After 20+ years of preparing students for test day, I had a "first" this past week: I dropped my daughter off for her official ACT test day.
It's crazy to think that after all of these years working with students and parents, I had never gone through an official test day experience as a parent. Now that I have, I am reminded of two major things:
#1) Test Day is Stressful: My students and followers of this blog know that I preach stress management as THE key to a successful test day. A stressed brain does not perform as well as an unstressed brain.
My daughter has heard this hundreds of times, from her early years when she would be in the classroom while I was teaching, to the past several months when we have done individual tutoring sessions.
To make sure she didn't stress, we arrived early to San José State where the test was given. We took a relaxing walk around campus while deep breathing to de-stress.
Our leisurely walk was met with an immediate wave of stress when we approached the building and saw a line forming. "Oh shoot," we both said, "look at that line!" Trying to remain calm, we scampered to get in line as streams of students queued up. There were actually two lines forming, one much longer than the other. "Stay here and I will figure this out," I said.
I ran to the front to see what was going on and out came what appeared to be a testing coordinator who barked, "If you have your admissions ticket, get in the left line. If you are on stand-by, go the right line. Parents need to move away from the line!" He said this in a loud and commanding voice which I am sure was necessary to herd the students but did not help ease any stress. And he repeated it, many times. So much for our deep breaths.
Wanting to avoid stressing out my daughter any more, I made sure she was in the right line, I gave her a good luck fist bump and I walked away.
#2) Test Access is Unequal: Yes, ACT and SAT results are historically higher for students who speak English as a first language and who come from families with higher education and income levels. That results are tied to language, income and education is nothing new to me. I've seen the reports for years.
But what struck me while I was dropping my daughter off is how these results are essentially predetermined because access to the tests themselves is unequal.
Consider our situation: there was no local testing option in the Monterey area where we live. So we had to travel to San José, CA. This is about an hour away for us, which is not terrible. But we decided to get a hotel near the testing center so that my daughter could wake up later and not stress about getting to the testing center.
Now, not all families can do this. Or would even consider doing this. What about the families that have to travel even larger distances who cannot afford a hotel room?
We are also planning on doing this all over again in the fall because I know test scores typically go up on the second or even third sitting. But other families are not in a position to do this over and over.
Yes, there are fee waivers for testing. And the test-optional movement is showing that SAT and ACT scores are not needed in the process of admission for most schools. But the narrative that test scores help admission and help financial aid is very clear from many schools.
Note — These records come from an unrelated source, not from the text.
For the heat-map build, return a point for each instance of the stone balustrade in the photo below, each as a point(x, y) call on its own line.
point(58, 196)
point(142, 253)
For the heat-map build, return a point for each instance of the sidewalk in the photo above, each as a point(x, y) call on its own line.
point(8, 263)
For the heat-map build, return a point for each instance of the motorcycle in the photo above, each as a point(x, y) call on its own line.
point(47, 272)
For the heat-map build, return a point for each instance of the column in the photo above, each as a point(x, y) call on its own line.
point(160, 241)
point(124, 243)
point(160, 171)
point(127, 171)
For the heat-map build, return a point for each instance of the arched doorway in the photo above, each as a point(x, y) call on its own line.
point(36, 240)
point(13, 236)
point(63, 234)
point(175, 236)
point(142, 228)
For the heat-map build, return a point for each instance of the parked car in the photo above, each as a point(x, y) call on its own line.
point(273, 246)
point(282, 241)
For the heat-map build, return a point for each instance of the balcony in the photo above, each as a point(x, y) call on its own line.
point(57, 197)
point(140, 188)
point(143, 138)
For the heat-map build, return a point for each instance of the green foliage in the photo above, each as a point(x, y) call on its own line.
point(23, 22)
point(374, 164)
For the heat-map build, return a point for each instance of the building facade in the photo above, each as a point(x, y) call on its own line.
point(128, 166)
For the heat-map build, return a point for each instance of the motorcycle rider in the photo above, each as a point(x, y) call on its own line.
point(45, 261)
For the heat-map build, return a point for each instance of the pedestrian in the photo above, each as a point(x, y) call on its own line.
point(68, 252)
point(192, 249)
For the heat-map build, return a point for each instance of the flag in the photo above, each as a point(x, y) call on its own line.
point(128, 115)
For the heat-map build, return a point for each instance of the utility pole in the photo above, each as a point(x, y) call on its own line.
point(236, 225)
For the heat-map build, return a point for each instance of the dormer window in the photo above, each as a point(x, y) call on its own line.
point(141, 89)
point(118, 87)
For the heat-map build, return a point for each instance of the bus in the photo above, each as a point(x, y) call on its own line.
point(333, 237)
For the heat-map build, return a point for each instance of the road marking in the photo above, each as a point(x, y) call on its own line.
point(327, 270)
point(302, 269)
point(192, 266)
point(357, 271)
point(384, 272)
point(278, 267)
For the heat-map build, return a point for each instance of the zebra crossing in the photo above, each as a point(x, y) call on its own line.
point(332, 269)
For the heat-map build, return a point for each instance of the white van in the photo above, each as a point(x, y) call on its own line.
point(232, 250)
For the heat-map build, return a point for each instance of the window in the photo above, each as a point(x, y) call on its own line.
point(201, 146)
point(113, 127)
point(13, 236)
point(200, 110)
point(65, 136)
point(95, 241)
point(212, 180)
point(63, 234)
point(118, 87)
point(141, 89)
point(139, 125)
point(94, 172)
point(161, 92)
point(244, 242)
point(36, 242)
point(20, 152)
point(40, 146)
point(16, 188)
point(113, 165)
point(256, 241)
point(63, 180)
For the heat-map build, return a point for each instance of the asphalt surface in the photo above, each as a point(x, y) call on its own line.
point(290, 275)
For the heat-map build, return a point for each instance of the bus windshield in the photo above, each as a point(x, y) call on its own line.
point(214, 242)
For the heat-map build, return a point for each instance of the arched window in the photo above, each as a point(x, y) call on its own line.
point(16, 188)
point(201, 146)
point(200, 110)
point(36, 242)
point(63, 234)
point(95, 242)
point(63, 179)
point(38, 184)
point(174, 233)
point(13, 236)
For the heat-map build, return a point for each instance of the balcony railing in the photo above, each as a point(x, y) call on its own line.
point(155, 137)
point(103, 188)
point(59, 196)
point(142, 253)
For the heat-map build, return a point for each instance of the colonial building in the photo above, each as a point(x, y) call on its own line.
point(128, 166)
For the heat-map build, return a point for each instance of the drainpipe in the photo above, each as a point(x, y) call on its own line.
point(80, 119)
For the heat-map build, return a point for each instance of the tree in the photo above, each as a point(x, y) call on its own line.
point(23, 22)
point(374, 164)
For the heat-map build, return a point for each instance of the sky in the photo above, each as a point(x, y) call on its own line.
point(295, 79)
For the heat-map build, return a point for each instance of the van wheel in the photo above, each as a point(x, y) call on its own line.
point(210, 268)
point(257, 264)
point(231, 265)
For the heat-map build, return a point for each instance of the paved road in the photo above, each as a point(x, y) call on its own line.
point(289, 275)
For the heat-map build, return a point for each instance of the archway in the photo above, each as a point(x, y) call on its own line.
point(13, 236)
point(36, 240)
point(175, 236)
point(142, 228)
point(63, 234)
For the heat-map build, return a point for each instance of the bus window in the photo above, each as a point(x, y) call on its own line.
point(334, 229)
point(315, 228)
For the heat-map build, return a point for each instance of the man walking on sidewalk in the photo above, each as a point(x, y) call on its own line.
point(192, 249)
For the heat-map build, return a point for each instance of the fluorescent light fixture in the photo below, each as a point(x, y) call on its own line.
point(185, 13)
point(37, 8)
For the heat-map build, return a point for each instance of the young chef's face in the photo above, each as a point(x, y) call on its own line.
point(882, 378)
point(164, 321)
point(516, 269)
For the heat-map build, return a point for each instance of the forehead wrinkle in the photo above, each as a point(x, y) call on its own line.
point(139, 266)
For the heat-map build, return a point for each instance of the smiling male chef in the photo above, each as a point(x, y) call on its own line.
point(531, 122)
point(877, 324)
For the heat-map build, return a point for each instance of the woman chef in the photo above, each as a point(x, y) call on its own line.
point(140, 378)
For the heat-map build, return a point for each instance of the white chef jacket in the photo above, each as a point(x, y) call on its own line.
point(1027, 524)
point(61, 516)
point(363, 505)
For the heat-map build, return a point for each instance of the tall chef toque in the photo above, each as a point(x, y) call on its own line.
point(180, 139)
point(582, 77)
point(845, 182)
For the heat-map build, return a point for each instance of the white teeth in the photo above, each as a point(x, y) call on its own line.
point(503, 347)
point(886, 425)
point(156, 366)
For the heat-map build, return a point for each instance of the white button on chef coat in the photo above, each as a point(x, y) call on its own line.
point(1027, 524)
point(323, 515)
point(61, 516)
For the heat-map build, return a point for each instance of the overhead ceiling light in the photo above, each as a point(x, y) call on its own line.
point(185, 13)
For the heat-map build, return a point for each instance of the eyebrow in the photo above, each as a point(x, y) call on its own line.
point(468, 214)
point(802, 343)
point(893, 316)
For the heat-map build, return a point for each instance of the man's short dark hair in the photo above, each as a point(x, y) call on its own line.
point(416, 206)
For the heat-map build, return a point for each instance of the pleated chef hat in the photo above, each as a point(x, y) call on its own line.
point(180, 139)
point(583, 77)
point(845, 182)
So if families lack the funds and resources, then test access is the problem. Test results may be unequal but the real issue is unequal access.
As I walked back to the hotel, I passed by the spectacular statue of John Carlos and Tommie Smith in the middle of the San José State campus. I also walked through downtown San José and was witness to several homeless people on the streets. The juxtaposition of my privilege against the historical and ongoing battle for justice and equity was not lost on me.
Ultimately we did everything we possibly could have done to ensure my daughter's test day was as successful as possible. Lucky us. In all honesty, I mean that. Even if we stressed out a little on test day.